A seleção da antibioterapia varia consoante vários fatores: a idade do doente e os seus hábitos, a existência de comorbilidades e a toma de antibióticos nos três meses anteriores. 15
Assim, tratando-se de um doente fumador, com diagnóstico prévio de diabetes mellitus e antecedentes de enfarte agudo do miocárdio, optou-se por um esquema terapêutico com amoxicilina e azitromicina. Na consulta seguinte, agendada para seguimento, a suspeita diagnóstica foi confirmada e verificou-se evolução clínica favorável, o que permitiu aferir o sucesso do tratamento.
Analisando a evolução do caso descrito, um ponto importante a destacar é o papel da intervenção dos CSP. O percurso singular deste doente, desde a sua apresentação no serviço de urgência até ao diagnóstico e tratamento adequado, promove a reflexão acerca do papel do médico de família no acompanhamento de situações agudas e respetivo seguimento pós-hospitalar. Ainda que as estruturas dos CSP sejam geralmente desprovidas de meios complementares de diagnóstico, é neste contexto que são estabelecidos um número muito significativo de diagnósticos inaugurais. De facto, as ferramentas diagnósticas fundamentais de um médico de família continuam a ser a entrevista clínica e o exame objetivo. A capacidade de comunicação e avaliação clínica adquirida pelo ambiente de consulta, bem como a experiência na tomada de decisão sem recurso a exames complementares imediatos colocam o médico de família numa posição particular. 16 Acresce ainda como papel desempenhado pelo médico assistente o aspeto da prevenção, cujo impacto não deve ser desconsiderado. A implementação de programas a nível populacional, nomeadamente, neste caso, a vacinação antipneumocócica de grupos vulneráveis, tem o potencial de reduzir a incidência de doença invasiva e limitar o número de hospitalizações, com um impacto significativo na morbilidade e mortalidade. 17 Efetivamente, o acompanhamento regular oferecido pelos CSP está associado a uma diminuição das taxas de internamento, menor interposição de tratamentos e, em última instância, acesso à saúde com melhor qualidade. 18
Tudo isto é ilustrado através do caso exposto, em que apesar do motivo apresentado no início da consulta ser apenas a requisição de um exame imagiológico, a anamnese completa e valorização devida das queixas do doente conduziram a uma reformulação diagnóstica com significativo impacto no prognóstico.

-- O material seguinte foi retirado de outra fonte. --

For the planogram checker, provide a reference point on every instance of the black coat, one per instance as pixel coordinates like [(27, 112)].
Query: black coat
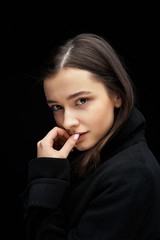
[(118, 200)]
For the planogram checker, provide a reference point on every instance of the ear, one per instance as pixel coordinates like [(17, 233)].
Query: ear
[(117, 101)]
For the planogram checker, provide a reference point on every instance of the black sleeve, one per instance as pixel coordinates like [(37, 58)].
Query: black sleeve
[(119, 205), (48, 180)]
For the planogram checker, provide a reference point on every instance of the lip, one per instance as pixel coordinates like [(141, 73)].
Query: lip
[(81, 135)]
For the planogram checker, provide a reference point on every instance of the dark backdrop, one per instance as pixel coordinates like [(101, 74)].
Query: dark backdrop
[(30, 33)]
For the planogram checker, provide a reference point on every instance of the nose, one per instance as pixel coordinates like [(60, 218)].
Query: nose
[(70, 120)]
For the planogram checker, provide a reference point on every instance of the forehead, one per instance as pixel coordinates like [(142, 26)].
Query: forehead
[(72, 78)]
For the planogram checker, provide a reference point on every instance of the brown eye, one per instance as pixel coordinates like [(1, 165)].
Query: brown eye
[(81, 101)]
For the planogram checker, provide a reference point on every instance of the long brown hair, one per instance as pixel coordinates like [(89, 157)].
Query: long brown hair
[(93, 53)]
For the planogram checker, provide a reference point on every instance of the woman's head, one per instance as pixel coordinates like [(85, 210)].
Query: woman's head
[(92, 58)]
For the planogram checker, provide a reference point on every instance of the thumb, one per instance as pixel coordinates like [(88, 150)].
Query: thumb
[(69, 144)]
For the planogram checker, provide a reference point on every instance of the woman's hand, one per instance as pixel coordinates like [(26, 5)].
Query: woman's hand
[(57, 144)]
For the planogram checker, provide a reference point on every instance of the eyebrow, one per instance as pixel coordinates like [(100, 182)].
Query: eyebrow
[(72, 96)]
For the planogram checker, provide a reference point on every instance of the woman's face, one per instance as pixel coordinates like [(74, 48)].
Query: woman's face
[(81, 104)]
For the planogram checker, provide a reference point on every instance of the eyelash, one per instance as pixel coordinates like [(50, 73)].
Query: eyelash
[(56, 108)]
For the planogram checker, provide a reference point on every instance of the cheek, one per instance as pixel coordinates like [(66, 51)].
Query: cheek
[(104, 119)]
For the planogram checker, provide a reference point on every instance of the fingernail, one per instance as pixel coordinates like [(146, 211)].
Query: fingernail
[(76, 136)]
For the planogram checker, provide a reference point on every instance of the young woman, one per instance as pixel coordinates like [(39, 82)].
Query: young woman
[(94, 177)]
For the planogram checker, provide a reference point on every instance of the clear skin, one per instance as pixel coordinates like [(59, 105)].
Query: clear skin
[(83, 110)]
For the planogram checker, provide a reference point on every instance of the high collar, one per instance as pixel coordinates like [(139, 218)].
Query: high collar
[(133, 130)]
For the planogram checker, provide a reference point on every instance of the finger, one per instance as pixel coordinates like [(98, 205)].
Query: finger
[(55, 133), (69, 145)]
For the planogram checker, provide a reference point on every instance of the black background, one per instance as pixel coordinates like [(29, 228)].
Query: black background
[(30, 32)]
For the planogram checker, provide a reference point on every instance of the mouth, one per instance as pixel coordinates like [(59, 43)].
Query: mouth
[(82, 135)]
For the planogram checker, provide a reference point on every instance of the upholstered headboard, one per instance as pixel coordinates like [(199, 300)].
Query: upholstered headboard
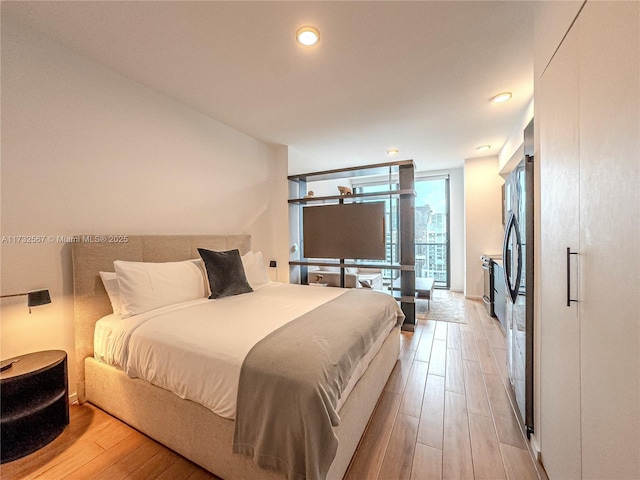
[(89, 258)]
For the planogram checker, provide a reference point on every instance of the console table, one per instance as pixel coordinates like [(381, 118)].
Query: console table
[(35, 403)]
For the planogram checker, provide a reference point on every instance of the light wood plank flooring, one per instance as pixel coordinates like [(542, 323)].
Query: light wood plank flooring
[(445, 413)]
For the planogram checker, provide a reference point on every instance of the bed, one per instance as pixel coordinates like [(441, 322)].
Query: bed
[(186, 426)]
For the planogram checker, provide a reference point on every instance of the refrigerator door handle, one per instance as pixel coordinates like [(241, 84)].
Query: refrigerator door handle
[(512, 228), (569, 299)]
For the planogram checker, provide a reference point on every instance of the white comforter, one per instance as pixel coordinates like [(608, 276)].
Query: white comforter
[(196, 349)]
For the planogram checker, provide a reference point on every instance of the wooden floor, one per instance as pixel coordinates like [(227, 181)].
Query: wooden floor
[(445, 413)]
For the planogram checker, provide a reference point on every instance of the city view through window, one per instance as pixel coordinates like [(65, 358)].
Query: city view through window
[(432, 230)]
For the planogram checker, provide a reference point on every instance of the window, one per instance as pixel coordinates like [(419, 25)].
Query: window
[(432, 229)]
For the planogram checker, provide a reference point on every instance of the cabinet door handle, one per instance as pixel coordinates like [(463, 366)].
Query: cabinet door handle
[(569, 299)]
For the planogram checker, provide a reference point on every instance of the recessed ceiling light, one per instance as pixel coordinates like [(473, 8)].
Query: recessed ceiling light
[(308, 36), (501, 97)]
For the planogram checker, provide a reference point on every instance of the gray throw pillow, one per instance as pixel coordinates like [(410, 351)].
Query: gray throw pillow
[(225, 272)]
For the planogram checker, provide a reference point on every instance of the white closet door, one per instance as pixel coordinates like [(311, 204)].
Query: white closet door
[(610, 239), (557, 109)]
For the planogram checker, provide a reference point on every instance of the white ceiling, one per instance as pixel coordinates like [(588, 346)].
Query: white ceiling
[(416, 76)]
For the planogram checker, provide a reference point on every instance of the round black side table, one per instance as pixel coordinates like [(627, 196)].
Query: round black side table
[(35, 402)]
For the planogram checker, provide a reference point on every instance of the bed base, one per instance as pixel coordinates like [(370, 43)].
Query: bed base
[(205, 438)]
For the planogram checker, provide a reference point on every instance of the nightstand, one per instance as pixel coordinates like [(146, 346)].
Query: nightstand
[(35, 403)]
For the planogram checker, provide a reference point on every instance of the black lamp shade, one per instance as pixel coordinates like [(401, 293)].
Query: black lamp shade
[(36, 298)]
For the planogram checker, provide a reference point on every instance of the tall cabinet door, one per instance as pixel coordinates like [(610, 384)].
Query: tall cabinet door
[(557, 110), (610, 243)]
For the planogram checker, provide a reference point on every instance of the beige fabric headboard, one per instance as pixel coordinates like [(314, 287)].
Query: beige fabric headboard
[(90, 298)]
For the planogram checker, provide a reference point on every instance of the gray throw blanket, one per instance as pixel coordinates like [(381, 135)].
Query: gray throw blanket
[(291, 381)]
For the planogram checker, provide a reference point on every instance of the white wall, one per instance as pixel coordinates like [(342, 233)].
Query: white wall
[(86, 150), (483, 218), (513, 152)]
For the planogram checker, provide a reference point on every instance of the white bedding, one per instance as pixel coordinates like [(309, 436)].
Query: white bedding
[(196, 348)]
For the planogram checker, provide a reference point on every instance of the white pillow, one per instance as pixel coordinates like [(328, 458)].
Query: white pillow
[(254, 269), (146, 286), (110, 282)]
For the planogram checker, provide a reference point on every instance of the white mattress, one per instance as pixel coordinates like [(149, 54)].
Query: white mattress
[(179, 346)]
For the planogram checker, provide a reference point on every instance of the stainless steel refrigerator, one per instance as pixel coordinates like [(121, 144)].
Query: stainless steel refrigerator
[(518, 273)]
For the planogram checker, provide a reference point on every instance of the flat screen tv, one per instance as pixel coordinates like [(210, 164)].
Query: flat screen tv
[(345, 231)]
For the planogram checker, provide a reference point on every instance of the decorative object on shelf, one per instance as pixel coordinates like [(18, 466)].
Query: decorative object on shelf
[(35, 298)]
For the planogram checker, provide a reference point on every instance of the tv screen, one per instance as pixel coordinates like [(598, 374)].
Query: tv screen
[(354, 231)]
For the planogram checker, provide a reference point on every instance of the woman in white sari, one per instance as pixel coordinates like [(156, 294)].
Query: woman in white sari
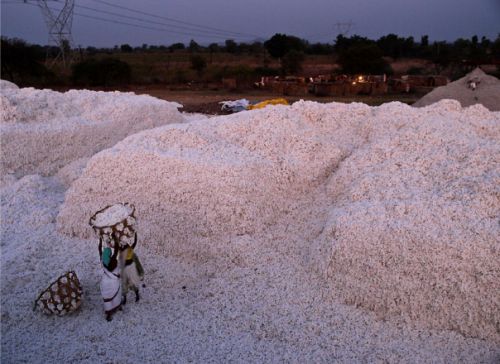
[(111, 289)]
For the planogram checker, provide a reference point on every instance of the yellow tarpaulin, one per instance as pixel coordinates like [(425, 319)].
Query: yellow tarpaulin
[(265, 103)]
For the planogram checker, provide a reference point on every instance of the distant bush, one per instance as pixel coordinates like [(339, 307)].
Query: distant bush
[(266, 71), (291, 64), (102, 72), (198, 63), (363, 58), (415, 71), (22, 63)]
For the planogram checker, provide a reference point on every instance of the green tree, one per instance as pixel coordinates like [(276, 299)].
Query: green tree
[(126, 48), (280, 44), (231, 46), (176, 46), (193, 46), (22, 63), (363, 58)]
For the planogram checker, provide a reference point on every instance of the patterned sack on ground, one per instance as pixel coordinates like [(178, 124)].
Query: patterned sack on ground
[(63, 296)]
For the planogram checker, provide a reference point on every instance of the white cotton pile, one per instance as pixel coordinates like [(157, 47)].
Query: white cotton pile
[(412, 228), (226, 176), (485, 92), (112, 215), (43, 130)]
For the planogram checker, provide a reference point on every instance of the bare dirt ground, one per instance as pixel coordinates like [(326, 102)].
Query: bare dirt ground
[(207, 101)]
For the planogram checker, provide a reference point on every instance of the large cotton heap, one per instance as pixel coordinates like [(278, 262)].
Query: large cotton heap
[(43, 130), (413, 224), (474, 88)]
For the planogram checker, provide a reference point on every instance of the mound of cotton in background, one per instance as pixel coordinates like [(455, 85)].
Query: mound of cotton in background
[(487, 92), (412, 229), (43, 130)]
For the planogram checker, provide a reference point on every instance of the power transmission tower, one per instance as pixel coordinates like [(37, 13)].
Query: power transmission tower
[(59, 22), (343, 28)]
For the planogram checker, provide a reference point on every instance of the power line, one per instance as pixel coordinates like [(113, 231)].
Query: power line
[(207, 36), (193, 30), (202, 27)]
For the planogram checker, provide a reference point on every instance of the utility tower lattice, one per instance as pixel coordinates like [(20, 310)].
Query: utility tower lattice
[(59, 23), (343, 28)]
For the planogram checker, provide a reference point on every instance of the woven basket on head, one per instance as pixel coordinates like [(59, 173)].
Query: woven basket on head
[(115, 223), (63, 296)]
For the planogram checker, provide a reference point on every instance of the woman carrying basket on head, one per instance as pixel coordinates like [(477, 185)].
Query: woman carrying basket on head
[(111, 289), (132, 272)]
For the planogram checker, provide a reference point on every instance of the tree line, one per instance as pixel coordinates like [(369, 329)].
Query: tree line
[(24, 63)]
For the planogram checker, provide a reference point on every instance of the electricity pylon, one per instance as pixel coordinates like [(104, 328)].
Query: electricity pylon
[(59, 22)]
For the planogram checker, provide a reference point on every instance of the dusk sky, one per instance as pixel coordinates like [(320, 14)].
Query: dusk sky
[(217, 20)]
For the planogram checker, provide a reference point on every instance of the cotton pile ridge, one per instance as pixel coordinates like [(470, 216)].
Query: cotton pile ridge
[(474, 88), (44, 130), (405, 200)]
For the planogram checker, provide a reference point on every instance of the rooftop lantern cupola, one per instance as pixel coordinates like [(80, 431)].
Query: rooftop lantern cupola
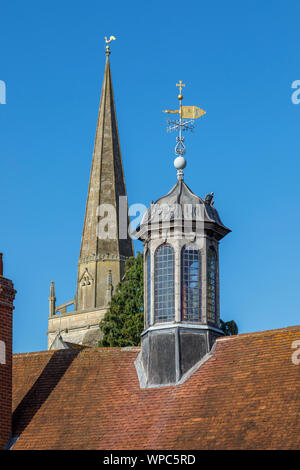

Em suma, perante a suspeita de pneumonia no contexto dos CSP, a exploração da sintomatologia e a realização de um exame objetivo pormenorizado são etapas fulcrais do diagnóstico e não devem ser dispensadas ou subvalorizadas. No caso dos doentes com patologia crónica, o índice de suspeição deve ser ainda mais elevado, já que a forma de apresentação é muitas vezes diferente da clássica. A própria existência de seguimento clínico pós-hospitalar permite a criação de uma verdadeira “rede de segurança”, na medida em que a avaliação médica independente da equipa que fez o diagnóstico permite confirmá-lo e assegurar a evolução clínica favorável, detetando precocemente eventuais complicações. O caso clínico exposto realça, assim, o impacto que a ação do médico de família, alavancada na experiência e conhecimento aprofundado do doente, pode ter no diagnóstico e prognóstico, evitando desfechos indesejáveis e promovendo a qualidade dos cuidados prestados.